Michael Gove’s holiday let crackdown could trash the tourist industry

20 February 2024

12:52 AM

20 February 2024

12:52 AM

Just why did Michael Gove campaign for Brexit? I thought he was selling us a future with a more entrepreneurial attitude and less meddlesome regulations. This week we are going to find out just how committed he is to lighter regulations when he announces legislation to force owners of holiday lets to obtain planning permission and to enter their properties on a local register. In other words, he has given in to the Nimbys who don’t like having holidaymakers staying in their street and the hoteliers who find self-catering accommodation inconvenient competition to their own business model.

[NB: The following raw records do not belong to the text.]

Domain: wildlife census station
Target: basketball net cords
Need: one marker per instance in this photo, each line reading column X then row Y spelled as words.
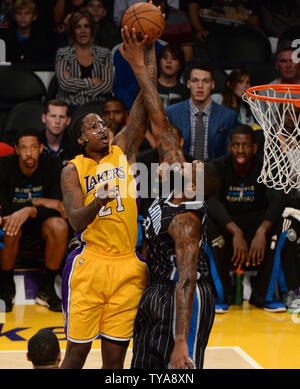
column 281, row 164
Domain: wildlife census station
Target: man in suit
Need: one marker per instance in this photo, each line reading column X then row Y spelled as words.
column 215, row 123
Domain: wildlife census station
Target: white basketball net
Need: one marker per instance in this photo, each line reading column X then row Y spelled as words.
column 280, row 124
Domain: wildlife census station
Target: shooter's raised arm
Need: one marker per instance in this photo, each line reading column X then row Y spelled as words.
column 168, row 146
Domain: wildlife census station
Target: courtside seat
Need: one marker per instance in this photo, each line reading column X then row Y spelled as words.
column 238, row 47
column 21, row 116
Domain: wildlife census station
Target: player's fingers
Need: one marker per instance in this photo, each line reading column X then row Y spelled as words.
column 128, row 34
column 133, row 35
column 125, row 35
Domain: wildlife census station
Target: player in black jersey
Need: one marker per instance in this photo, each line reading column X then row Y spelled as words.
column 176, row 311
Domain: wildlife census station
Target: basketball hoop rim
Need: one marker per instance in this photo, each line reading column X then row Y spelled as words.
column 283, row 88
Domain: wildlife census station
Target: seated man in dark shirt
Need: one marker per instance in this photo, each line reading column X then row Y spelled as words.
column 56, row 137
column 245, row 224
column 31, row 208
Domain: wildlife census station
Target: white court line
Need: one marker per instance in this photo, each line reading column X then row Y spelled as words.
column 241, row 352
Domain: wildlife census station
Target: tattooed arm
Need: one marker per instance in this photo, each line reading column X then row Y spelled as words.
column 168, row 146
column 130, row 138
column 185, row 230
column 79, row 215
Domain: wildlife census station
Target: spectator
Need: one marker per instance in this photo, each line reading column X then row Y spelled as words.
column 178, row 29
column 244, row 224
column 84, row 71
column 6, row 149
column 275, row 16
column 56, row 137
column 32, row 210
column 44, row 350
column 289, row 71
column 125, row 84
column 62, row 11
column 218, row 120
column 25, row 44
column 6, row 14
column 107, row 34
column 171, row 64
column 236, row 84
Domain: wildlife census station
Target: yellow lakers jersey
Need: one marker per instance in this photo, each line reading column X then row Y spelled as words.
column 114, row 230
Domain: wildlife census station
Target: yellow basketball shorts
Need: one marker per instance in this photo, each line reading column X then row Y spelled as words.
column 100, row 295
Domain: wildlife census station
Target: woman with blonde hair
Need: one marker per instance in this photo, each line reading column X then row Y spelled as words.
column 84, row 71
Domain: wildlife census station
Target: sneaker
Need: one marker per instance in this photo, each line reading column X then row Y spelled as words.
column 8, row 299
column 221, row 308
column 274, row 306
column 294, row 307
column 292, row 301
column 7, row 294
column 48, row 298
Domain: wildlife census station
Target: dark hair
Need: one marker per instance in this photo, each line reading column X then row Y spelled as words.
column 176, row 52
column 77, row 126
column 243, row 129
column 43, row 348
column 283, row 46
column 56, row 103
column 177, row 131
column 105, row 3
column 28, row 132
column 115, row 99
column 200, row 66
column 232, row 79
column 74, row 20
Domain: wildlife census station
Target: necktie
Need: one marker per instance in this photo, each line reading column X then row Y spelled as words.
column 199, row 149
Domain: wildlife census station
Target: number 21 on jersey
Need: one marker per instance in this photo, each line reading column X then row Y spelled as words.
column 107, row 211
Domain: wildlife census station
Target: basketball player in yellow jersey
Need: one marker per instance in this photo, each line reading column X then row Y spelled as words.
column 103, row 280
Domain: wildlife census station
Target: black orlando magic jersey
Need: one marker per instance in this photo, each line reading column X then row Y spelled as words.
column 161, row 254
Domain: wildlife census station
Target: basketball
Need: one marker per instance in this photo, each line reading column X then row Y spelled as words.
column 146, row 19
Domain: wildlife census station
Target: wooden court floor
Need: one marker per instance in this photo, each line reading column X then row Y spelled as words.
column 244, row 338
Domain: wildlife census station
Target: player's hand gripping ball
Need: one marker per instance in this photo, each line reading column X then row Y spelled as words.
column 146, row 19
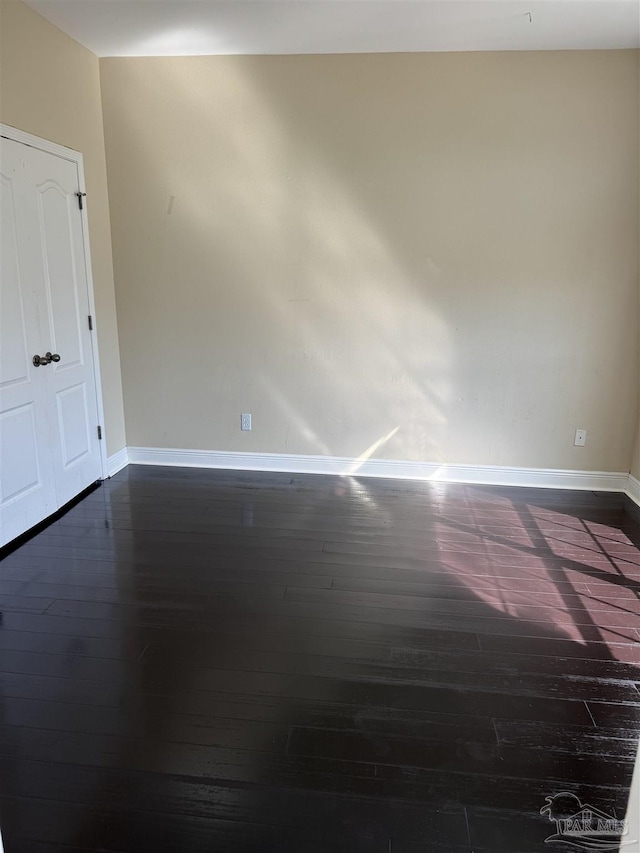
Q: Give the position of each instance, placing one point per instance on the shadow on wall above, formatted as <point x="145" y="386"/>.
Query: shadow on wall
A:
<point x="286" y="239"/>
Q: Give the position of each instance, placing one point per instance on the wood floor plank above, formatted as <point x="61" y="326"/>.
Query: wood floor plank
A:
<point x="236" y="661"/>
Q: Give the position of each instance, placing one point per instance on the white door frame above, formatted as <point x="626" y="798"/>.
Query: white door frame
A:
<point x="75" y="157"/>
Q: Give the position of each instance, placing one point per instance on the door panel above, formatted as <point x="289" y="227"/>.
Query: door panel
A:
<point x="60" y="274"/>
<point x="49" y="448"/>
<point x="27" y="491"/>
<point x="76" y="449"/>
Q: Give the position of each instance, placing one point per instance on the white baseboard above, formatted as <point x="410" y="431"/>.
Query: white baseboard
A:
<point x="633" y="489"/>
<point x="117" y="462"/>
<point x="547" y="478"/>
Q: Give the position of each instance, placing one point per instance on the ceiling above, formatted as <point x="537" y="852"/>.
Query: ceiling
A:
<point x="197" y="27"/>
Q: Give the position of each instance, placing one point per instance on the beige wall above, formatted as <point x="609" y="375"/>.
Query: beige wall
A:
<point x="416" y="256"/>
<point x="50" y="86"/>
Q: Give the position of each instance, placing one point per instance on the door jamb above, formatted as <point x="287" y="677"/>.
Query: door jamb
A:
<point x="16" y="135"/>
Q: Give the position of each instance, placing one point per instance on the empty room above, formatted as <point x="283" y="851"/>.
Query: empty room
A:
<point x="319" y="426"/>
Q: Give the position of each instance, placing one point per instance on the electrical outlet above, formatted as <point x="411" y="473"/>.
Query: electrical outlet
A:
<point x="581" y="438"/>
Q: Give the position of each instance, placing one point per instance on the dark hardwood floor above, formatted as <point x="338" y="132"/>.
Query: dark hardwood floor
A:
<point x="225" y="661"/>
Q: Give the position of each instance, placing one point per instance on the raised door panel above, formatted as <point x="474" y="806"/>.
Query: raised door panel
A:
<point x="27" y="492"/>
<point x="73" y="410"/>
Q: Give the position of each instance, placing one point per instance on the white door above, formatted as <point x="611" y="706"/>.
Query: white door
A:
<point x="49" y="448"/>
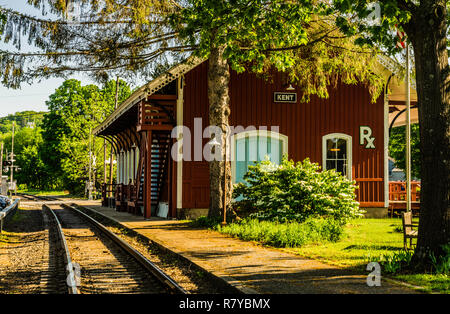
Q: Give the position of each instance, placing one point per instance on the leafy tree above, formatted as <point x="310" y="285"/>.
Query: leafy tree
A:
<point x="75" y="110"/>
<point x="129" y="36"/>
<point x="426" y="24"/>
<point x="397" y="148"/>
<point x="262" y="36"/>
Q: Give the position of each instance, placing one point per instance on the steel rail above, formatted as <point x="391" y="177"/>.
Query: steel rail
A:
<point x="152" y="268"/>
<point x="72" y="288"/>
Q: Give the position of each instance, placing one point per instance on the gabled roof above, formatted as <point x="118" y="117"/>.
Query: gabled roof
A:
<point x="389" y="66"/>
<point x="149" y="89"/>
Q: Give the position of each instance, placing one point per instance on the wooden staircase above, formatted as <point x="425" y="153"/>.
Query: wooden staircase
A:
<point x="156" y="120"/>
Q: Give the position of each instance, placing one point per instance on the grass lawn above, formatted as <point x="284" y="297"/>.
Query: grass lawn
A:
<point x="365" y="238"/>
<point x="362" y="238"/>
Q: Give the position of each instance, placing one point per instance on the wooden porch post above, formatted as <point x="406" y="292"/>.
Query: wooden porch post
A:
<point x="148" y="177"/>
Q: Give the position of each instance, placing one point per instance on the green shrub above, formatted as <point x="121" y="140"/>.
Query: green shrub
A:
<point x="288" y="234"/>
<point x="441" y="264"/>
<point x="295" y="192"/>
<point x="394" y="262"/>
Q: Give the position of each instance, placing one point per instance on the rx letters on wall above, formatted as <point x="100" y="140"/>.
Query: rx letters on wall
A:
<point x="365" y="137"/>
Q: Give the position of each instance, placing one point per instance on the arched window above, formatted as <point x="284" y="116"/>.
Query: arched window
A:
<point x="249" y="147"/>
<point x="337" y="153"/>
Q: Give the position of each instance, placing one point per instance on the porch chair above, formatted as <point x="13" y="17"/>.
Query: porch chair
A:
<point x="408" y="231"/>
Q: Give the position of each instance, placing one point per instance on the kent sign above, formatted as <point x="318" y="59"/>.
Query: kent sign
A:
<point x="285" y="97"/>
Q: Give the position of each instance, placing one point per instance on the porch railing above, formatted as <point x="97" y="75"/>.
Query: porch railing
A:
<point x="397" y="196"/>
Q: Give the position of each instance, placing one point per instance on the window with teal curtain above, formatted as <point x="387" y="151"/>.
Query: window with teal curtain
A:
<point x="255" y="148"/>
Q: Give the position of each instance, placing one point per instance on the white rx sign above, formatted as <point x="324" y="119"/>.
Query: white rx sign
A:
<point x="365" y="136"/>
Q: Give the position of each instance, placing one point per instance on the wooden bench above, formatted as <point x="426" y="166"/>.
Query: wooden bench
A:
<point x="408" y="231"/>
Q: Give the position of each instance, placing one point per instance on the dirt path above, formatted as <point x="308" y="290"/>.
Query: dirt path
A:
<point x="22" y="252"/>
<point x="250" y="267"/>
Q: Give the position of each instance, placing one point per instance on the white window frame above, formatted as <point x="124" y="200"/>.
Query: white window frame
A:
<point x="283" y="138"/>
<point x="345" y="137"/>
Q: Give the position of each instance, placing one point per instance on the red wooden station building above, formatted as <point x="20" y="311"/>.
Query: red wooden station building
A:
<point x="347" y="132"/>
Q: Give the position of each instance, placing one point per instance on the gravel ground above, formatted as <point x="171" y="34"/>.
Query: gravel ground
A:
<point x="188" y="277"/>
<point x="22" y="250"/>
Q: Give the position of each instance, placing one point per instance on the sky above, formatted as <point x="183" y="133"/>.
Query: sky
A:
<point x="29" y="97"/>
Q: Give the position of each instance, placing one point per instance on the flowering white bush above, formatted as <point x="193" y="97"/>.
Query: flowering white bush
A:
<point x="295" y="192"/>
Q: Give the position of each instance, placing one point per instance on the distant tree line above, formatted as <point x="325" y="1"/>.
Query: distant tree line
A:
<point x="52" y="148"/>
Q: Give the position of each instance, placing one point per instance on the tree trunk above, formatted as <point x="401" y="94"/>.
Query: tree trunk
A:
<point x="427" y="32"/>
<point x="219" y="111"/>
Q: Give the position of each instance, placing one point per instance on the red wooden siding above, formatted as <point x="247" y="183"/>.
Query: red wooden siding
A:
<point x="346" y="109"/>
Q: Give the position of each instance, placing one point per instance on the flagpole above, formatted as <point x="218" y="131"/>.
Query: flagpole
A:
<point x="408" y="132"/>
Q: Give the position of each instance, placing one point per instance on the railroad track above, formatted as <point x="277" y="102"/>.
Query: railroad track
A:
<point x="36" y="198"/>
<point x="99" y="261"/>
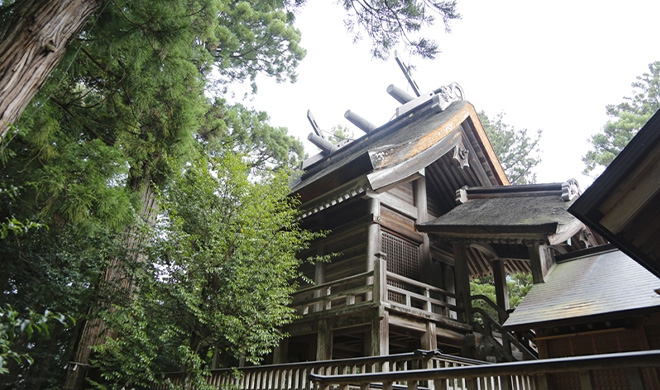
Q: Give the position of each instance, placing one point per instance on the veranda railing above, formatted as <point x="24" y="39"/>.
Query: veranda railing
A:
<point x="298" y="376"/>
<point x="531" y="374"/>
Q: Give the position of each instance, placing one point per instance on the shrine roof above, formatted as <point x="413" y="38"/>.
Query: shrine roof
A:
<point x="538" y="209"/>
<point x="602" y="285"/>
<point x="401" y="148"/>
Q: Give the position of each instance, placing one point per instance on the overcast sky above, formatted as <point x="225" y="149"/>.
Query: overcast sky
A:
<point x="552" y="66"/>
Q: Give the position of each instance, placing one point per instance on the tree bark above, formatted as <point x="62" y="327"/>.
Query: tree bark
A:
<point x="33" y="40"/>
<point x="94" y="330"/>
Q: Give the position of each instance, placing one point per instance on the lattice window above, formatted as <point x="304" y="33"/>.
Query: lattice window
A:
<point x="402" y="257"/>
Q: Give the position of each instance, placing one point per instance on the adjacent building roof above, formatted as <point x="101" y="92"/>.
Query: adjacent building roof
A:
<point x="399" y="150"/>
<point x="604" y="285"/>
<point x="535" y="211"/>
<point x="622" y="204"/>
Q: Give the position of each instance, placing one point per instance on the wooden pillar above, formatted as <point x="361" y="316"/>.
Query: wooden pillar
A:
<point x="462" y="285"/>
<point x="281" y="351"/>
<point x="501" y="289"/>
<point x="502" y="298"/>
<point x="421" y="203"/>
<point x="373" y="234"/>
<point x="380" y="332"/>
<point x="429" y="338"/>
<point x="319" y="278"/>
<point x="373" y="242"/>
<point x="323" y="341"/>
<point x="541" y="261"/>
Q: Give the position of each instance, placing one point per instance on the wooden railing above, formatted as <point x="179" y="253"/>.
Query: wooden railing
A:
<point x="431" y="299"/>
<point x="487" y="325"/>
<point x="297" y="376"/>
<point x="373" y="288"/>
<point x="531" y="374"/>
<point x="351" y="291"/>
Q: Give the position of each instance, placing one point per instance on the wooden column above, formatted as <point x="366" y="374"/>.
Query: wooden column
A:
<point x="462" y="276"/>
<point x="429" y="338"/>
<point x="426" y="268"/>
<point x="373" y="234"/>
<point x="380" y="332"/>
<point x="281" y="351"/>
<point x="501" y="289"/>
<point x="541" y="261"/>
<point x="323" y="341"/>
<point x="373" y="241"/>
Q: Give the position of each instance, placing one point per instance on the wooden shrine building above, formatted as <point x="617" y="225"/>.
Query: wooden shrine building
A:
<point x="399" y="275"/>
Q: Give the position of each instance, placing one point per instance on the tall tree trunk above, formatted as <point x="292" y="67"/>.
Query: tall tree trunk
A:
<point x="33" y="40"/>
<point x="94" y="332"/>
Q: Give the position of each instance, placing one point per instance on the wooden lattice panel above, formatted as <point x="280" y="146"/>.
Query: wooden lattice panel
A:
<point x="402" y="257"/>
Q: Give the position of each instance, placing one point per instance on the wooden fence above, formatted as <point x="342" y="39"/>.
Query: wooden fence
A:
<point x="530" y="374"/>
<point x="298" y="376"/>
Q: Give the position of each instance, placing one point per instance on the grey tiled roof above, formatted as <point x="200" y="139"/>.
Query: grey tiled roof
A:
<point x="603" y="283"/>
<point x="540" y="214"/>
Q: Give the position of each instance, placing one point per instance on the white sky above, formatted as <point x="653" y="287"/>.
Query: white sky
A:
<point x="552" y="66"/>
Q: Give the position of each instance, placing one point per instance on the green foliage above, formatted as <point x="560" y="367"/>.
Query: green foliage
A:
<point x="626" y="120"/>
<point x="238" y="130"/>
<point x="13" y="326"/>
<point x="518" y="285"/>
<point x="218" y="282"/>
<point x="387" y="23"/>
<point x="517" y="150"/>
<point x="340" y="134"/>
<point x="124" y="111"/>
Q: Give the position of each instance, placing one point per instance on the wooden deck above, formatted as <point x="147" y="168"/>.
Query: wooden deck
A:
<point x="299" y="376"/>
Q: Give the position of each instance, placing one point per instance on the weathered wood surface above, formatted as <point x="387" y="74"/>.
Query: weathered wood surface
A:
<point x="32" y="43"/>
<point x="297" y="376"/>
<point x="527" y="373"/>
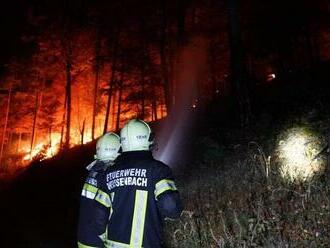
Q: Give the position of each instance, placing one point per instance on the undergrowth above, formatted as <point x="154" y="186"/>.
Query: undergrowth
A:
<point x="238" y="200"/>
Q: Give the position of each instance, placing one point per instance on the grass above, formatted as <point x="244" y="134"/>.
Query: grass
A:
<point x="240" y="200"/>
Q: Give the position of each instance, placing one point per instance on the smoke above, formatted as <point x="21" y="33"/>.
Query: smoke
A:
<point x="175" y="135"/>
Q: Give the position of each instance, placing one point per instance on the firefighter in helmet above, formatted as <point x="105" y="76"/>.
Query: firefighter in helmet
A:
<point x="107" y="150"/>
<point x="135" y="195"/>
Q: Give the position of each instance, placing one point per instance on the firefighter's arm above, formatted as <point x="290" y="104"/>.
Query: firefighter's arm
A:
<point x="93" y="217"/>
<point x="167" y="195"/>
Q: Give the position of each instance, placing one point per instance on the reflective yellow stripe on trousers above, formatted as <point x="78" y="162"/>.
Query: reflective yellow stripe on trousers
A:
<point x="139" y="215"/>
<point x="140" y="207"/>
<point x="164" y="185"/>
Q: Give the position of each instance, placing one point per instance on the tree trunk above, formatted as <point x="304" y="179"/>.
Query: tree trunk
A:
<point x="68" y="90"/>
<point x="238" y="67"/>
<point x="19" y="142"/>
<point x="96" y="81"/>
<point x="63" y="122"/>
<point x="111" y="83"/>
<point x="36" y="111"/>
<point x="82" y="132"/>
<point x="163" y="62"/>
<point x="121" y="82"/>
<point x="142" y="91"/>
<point x="6" y="123"/>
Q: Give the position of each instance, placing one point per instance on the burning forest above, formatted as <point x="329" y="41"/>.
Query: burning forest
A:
<point x="235" y="93"/>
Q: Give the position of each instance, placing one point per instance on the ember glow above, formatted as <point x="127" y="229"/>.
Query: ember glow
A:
<point x="298" y="151"/>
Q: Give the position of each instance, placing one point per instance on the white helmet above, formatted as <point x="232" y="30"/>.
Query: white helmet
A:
<point x="136" y="135"/>
<point x="107" y="147"/>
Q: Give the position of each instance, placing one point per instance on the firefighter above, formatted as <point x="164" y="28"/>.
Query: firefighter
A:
<point x="135" y="195"/>
<point x="107" y="150"/>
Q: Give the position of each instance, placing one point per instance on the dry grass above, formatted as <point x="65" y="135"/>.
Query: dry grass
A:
<point x="242" y="202"/>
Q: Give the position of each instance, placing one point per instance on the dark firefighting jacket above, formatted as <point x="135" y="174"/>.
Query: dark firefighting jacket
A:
<point x="130" y="202"/>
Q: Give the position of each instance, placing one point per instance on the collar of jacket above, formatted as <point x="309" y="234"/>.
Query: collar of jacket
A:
<point x="135" y="155"/>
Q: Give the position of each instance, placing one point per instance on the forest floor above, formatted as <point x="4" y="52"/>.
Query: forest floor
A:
<point x="231" y="186"/>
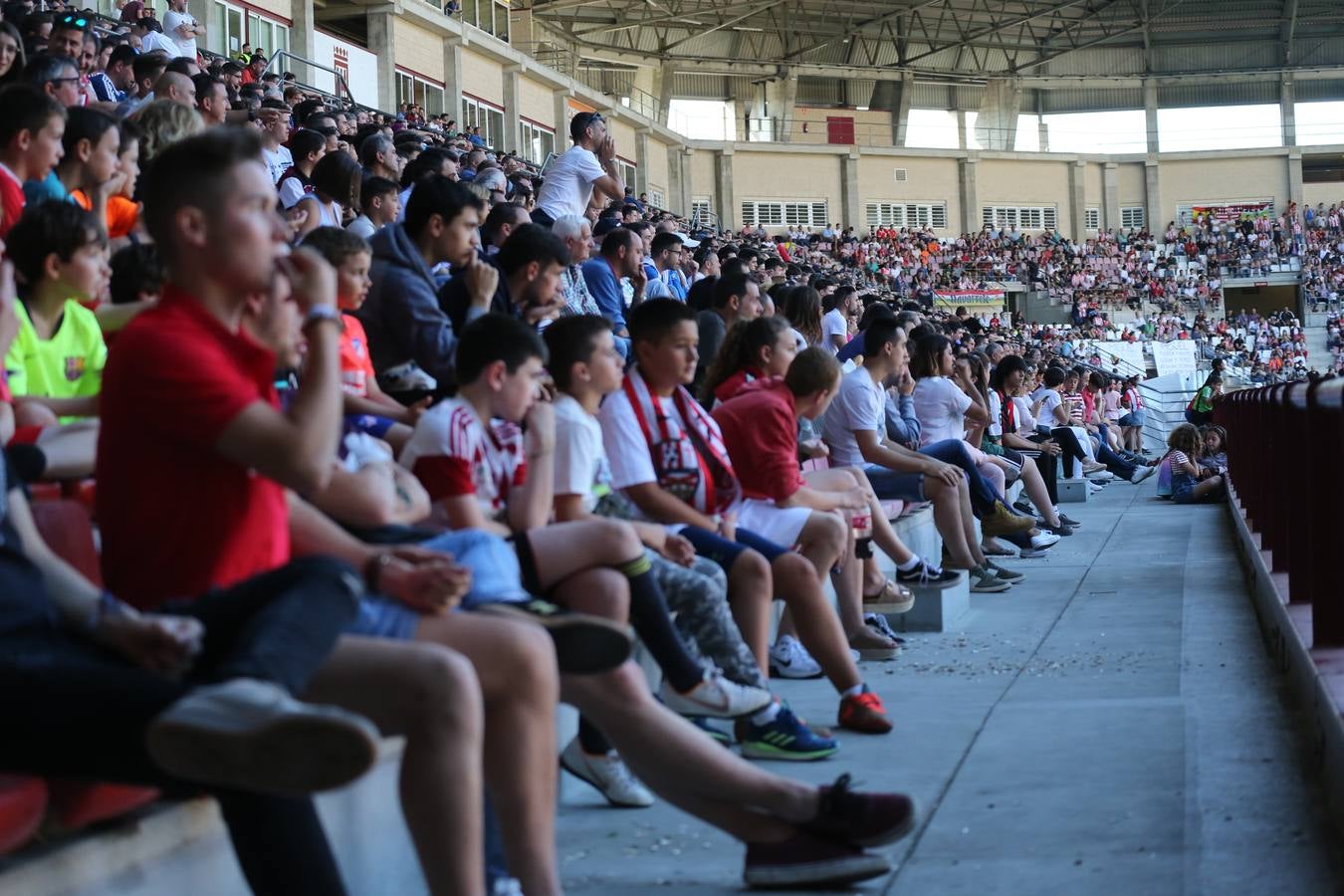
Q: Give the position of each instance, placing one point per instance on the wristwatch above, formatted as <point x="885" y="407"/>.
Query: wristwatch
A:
<point x="325" y="314"/>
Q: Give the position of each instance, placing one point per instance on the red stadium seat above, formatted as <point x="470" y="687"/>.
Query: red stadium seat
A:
<point x="66" y="530"/>
<point x="77" y="803"/>
<point x="23" y="802"/>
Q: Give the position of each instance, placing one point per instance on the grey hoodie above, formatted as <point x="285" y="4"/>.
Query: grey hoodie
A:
<point x="402" y="316"/>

Why trash the tourist industry, one of the few burgeoning export industries we have? What Gove is pushing is yet one more way in which wealth is being transferred from people who provide a useful service, which people want to pay for, to the parasitic wing of the economy: the bit that regulates us under pain of fines and fees. The result – as has already happened in Wales, where the Labour administration has already declared war on holiday lets – will be less accommodation, higher prices and fewer people able to afford to holiday in Britain. It will raise greedy councils a bit more money in planning fees, but they will ultimately lose out as fewer people take holidays in their areas – perhaps taking their money to the Costas instead.

His plans won’t help people on low incomes afford a home


I have an interest to declare in that my wife owns a small holiday let in Scotland, where the SNP has already introduced a licensing scheme for holiday lets. It is pure, footling bureaucracy, costing more than £1,000 every three years just for the right to do what she has been doing for years, helping to bring money into the local economy. We’re not personally complaining, though. The licensing scheme has kicked a lot of the less profitable holiday lets out of the market, pushing up prices and increasing the occupancy rates for those which remain. But the losers are those who want affordable holiday accommodation – and the many local businesses that rely on tourists. As Gove will quickly discover, the parts of the country that are ‘overrun’ with holiday lets are those that don’t tend to have a great deal of industry other than tourism.

And no, his plans won’t help people on low incomes afford a home in their local area – not least because some people on low incomes could well find themselves on no income if tourist businesses end up closing. Moreover, the plans do nothing to reduce the numbers of second homes – the sort which are left empty for much of the year and really do act as a drag on local economies. Gove should be encouraging people to let out their second homes and bringing tourists into the area; instead, he is discouraging them.